Soon after Ismail was appointed, Pakatan Harapan (PH) leaders met with him to discuss the possibilities of introducing reforms such as equal allocations for all MPs, input from opposition parties to participate in the National Recovery Plan, introducing an anti-hopping law, increased participation of Opposition parties in select committees and raising the position of the Opposition Leader to the level of a senior minister.

Such reforms are no doubt good for the nation, but they must be instituted constitutionally by a constitutional government and the first people to demand for constitutional adherence should be opposition MPs. Instead, we have opposition parties making deals with an unconstitutional government.

Please put the cart before the horse or bullock! Make sure the government is constitutional first before making deals for perks for the Opposition!

Making deals is part and parcel of politics but deals that are made to enhance the position of MPs or ministers with no benefit to the people are just plain corrupt practices. Buying MPs over which was evident in Muhyiddin’s time was simply aimed at propping up an illegitimate government. Muhyiddin’s example must not be followed!

In the current political scenario, any deal with an unconstitutional government is corruption. Deals that are made with a rightful government without contravening the constitution and which will benefit the people and not MPs will, of course, be morally acceptable.

For example, a clear current issue regarding facing a confidence vote is the fact that it is not spelt out in the constitution. Weak politicians without the mandate of the people and who want to set up a backdoor government will use this omission to sneakily form a government without a confidence vote and claim it is constitutional.

Strong leaders who understand that a confidence vote is the democratic right of MPs to cast a vote on behalf of their voters to support or reject an appointed prime minister may, instead, rally the majority of MPs to agree to a procedure to elect the PM through a confidence vote and present it to the Speaker or the Agong for endorsement. In exchange for the support of the Opposition MPs, the appointed PM may agree to a reform that would strengthen the Opposition and hence the parliamentary system.

Such a deal is ennobling because it rallies bipartisan help to plug a technical gap in the constitution in the election of a PM during mid-term. Once the PM is elected and his government becomes constitutionally legitimate, a law or amendment can be passed that clearly states the need for a confidence or no-confidence vote in installing a mid-term prime minister.
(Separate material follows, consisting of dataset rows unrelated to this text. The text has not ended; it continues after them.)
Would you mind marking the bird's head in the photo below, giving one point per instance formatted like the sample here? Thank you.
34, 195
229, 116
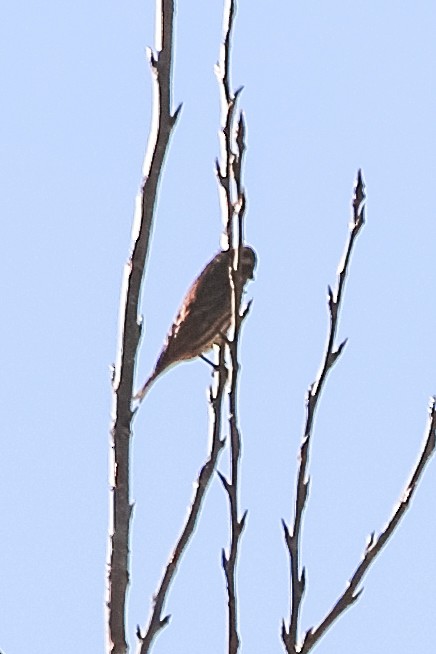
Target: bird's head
248, 262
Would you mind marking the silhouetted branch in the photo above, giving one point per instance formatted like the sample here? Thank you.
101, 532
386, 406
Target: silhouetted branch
332, 353
229, 173
130, 330
376, 544
156, 622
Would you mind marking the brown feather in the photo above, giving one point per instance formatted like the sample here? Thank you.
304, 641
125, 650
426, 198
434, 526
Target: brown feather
205, 313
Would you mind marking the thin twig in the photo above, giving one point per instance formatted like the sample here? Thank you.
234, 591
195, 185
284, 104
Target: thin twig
130, 331
376, 544
229, 173
156, 622
332, 353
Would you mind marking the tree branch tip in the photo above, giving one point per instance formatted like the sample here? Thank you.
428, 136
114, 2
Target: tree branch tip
151, 56
164, 621
237, 93
243, 520
356, 596
177, 113
139, 635
246, 309
224, 481
370, 540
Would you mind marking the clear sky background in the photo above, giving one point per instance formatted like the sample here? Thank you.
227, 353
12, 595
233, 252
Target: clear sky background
329, 87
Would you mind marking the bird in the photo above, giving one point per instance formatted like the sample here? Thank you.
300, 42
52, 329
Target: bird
205, 314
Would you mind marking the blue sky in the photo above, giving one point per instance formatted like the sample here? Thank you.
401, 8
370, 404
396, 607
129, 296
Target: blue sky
329, 87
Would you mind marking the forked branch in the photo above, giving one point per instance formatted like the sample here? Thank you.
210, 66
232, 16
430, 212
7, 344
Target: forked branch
130, 331
332, 353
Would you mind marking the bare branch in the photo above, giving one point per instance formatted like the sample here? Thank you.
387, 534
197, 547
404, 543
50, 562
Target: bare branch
156, 622
332, 353
229, 174
376, 544
130, 330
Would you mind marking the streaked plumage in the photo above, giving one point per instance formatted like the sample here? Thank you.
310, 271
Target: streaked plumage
205, 313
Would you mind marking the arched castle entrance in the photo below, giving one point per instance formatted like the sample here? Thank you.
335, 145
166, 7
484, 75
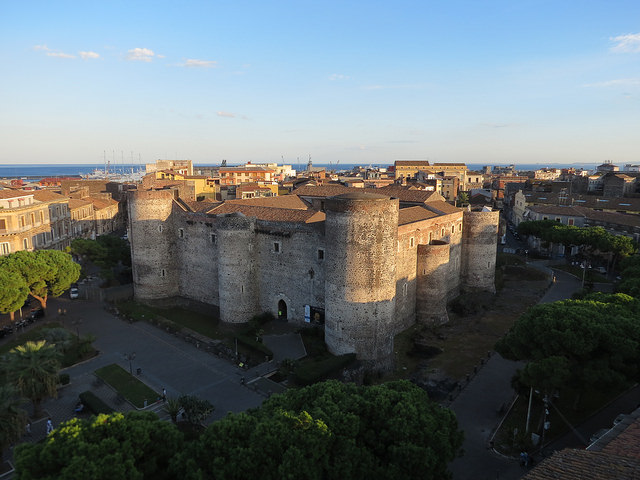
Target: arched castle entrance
282, 310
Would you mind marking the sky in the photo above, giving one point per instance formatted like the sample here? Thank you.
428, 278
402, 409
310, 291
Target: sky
493, 82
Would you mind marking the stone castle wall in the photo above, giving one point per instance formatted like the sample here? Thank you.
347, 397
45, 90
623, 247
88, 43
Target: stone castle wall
360, 282
372, 277
479, 245
153, 251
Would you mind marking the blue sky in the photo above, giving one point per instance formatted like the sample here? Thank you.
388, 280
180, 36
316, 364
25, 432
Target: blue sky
356, 82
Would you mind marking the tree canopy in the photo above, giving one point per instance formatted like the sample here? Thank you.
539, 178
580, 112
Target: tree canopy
593, 343
33, 369
325, 431
107, 447
45, 272
334, 431
13, 293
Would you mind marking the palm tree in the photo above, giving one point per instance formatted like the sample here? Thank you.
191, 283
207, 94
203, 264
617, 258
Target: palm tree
13, 419
33, 369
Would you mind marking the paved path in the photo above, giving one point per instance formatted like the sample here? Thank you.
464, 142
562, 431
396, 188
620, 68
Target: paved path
478, 404
165, 362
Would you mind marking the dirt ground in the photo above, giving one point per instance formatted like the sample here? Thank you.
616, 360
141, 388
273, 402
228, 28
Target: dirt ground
466, 339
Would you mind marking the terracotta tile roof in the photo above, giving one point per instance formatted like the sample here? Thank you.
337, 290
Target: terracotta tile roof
441, 207
414, 214
48, 196
270, 213
7, 193
410, 194
200, 207
99, 203
411, 163
284, 201
571, 464
78, 203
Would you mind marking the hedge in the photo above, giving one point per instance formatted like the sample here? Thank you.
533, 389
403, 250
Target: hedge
250, 342
94, 404
314, 371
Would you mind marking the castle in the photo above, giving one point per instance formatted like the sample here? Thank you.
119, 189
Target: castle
369, 263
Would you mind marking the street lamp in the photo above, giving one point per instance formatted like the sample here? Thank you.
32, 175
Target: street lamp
130, 357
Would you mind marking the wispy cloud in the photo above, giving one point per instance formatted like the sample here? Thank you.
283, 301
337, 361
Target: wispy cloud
629, 43
60, 55
88, 55
614, 83
393, 87
52, 53
140, 55
195, 63
230, 115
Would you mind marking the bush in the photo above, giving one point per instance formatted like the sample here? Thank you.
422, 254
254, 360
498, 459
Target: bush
94, 404
311, 372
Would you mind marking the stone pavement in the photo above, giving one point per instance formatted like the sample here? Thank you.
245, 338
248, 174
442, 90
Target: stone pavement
479, 405
164, 361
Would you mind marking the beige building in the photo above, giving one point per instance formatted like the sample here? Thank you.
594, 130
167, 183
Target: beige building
24, 222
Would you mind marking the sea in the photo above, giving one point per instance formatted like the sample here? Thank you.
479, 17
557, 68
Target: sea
43, 170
Such “deals” are commendable because they solve problems and result in consequences that directly strengthen the constitutional rights of citizens.

For all intents and purposes, Ismail’s leadership and Cabinet are a continuation of Muhyiddin’s PN coalition. The country is where it is today because of the latter’s leadership. The economy is in the dumps and the covid-19 pandemic continues to spread unabated beyond the Klang Valley. Vaccination arrests the spread but between now and vaccination the virus keeps spreading because only 48.3% of the population is fully vaccinated according to the Our World in Data website.

Our figures are telling. As of yesterday, we have a total of 1.79 million covid-19 cases, and a total of 17,191 deaths. Could these figures have been much less if we had a better government?

Right now, that is our No 1 priority. Can we bring the daily cases and deaths down? And the most important question to address urgently and immediately is whether the Ismail Cabinet can arrest the raging pandemic so that deaths are fewer?

A confidence vote will determine if the MPs have confidence in Ismail to arrest the pandemic. Govt and Opposition MPs must put the people first and vote accordingly. If they have no confidence, they must make it clear so that an administration is installed that has the confidence of the majority of the MPs to solve this problem immediately.

It is such a rightfully elected administration that will succeed in controlling the pandemic because it will get the support of the whole nation.

So, a confidence vote needs to be urgently and immediately introduced. Deaths by covid-19 are on the heads of those who delay or will not introduce it.